Happy Joe is a Finnish brand of cider produced by Hartwall since September 2012.

Since the beginning, there have been three different flavours of Happy Joe cider, including Cloudy Apple, Dry Apple and Oakwood Apple. The cider has an alcohol content of 4.7 percent. The Cloudy Apple flavour is packaged in glass bottles, the other two in aluminium cans.

In 2016 Happy Joe was ranked Finland's third most popular brand of cider in the annual brand survey by Markkinointi & Mainonta and Taloustutkimus. Ahead of it were Crowmoor by Sinebrychoff and Somersby, behind it was Golden Cap by Sinebrychoff at the fourth place.

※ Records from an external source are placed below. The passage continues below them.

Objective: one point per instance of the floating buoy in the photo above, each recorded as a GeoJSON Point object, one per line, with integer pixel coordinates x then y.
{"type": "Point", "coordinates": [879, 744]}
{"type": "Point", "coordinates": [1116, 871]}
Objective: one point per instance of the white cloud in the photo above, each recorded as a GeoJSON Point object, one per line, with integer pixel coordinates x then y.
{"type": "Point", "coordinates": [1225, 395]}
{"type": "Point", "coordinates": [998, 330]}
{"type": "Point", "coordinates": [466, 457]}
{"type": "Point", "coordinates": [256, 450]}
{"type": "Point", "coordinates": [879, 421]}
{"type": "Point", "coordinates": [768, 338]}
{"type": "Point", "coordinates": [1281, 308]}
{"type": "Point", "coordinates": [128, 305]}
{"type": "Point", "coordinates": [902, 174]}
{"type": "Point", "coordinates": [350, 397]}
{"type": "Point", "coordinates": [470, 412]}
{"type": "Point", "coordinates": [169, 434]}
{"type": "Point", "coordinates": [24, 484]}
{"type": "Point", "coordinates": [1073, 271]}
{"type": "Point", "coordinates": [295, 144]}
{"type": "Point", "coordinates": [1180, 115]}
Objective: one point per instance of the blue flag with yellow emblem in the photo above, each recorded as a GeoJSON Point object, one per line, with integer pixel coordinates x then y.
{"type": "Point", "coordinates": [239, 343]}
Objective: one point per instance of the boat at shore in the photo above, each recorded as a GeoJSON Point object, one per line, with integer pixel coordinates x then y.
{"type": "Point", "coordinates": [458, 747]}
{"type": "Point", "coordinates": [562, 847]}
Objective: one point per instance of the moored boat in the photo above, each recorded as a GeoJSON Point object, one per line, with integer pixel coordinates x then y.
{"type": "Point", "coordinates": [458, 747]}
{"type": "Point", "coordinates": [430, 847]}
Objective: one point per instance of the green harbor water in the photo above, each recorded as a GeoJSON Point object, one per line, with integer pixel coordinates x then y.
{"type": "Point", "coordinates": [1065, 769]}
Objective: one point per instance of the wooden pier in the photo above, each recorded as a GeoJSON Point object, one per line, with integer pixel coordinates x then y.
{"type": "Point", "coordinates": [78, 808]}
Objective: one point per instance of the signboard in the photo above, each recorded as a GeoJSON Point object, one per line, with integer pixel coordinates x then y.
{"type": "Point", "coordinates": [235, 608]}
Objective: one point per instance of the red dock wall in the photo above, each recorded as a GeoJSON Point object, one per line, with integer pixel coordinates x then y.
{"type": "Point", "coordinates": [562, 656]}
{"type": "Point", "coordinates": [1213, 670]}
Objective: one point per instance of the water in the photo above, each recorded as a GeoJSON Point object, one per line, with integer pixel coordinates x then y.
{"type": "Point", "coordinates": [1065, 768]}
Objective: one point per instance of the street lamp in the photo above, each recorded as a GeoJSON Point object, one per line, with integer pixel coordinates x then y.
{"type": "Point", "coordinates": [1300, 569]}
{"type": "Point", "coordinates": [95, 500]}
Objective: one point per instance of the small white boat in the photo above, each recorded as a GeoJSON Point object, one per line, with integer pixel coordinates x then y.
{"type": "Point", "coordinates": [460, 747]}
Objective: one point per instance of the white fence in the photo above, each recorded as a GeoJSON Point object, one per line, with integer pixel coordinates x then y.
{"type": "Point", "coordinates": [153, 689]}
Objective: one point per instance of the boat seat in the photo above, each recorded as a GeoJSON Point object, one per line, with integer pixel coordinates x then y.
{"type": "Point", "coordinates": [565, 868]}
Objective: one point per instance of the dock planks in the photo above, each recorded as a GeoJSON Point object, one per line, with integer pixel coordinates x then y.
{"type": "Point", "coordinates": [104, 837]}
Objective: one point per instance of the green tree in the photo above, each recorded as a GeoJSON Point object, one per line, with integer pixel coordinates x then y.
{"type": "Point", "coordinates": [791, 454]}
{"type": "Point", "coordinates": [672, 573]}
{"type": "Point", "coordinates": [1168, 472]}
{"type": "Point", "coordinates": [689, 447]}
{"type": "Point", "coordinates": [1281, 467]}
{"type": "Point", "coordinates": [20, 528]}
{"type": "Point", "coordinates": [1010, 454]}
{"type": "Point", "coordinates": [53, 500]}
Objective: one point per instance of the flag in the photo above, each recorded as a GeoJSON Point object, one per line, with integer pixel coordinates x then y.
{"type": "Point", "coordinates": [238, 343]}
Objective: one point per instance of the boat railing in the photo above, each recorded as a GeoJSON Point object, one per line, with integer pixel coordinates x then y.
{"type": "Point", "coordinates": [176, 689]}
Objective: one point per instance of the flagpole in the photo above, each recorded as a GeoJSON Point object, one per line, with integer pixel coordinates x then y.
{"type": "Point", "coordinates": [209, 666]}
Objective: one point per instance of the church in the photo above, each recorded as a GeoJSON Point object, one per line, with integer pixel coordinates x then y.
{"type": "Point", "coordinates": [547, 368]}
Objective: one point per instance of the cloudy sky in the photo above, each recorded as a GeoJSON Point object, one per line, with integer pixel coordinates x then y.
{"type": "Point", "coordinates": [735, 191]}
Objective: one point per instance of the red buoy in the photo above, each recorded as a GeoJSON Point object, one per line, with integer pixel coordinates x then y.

In spring 2016 the Happy Joe product line was expanded with two products, premium perry cider Crispy Pear (4.7%) and fully non-alcoholic apple cider Happy Joe Dry 0.0% Alcohol Free. Crispy Pear is packaged in both glass bottles and cans, Alcohol Free only in glass bottles.

In 2019 Rosé Apple (4.5%) was added to the Happy Joe product line.

In summer 2018 Hartwall brought a special batch of the Cloudy Apple cider called Gay Joe into the market in honour of Helsinki Pride, with another batch in 2019.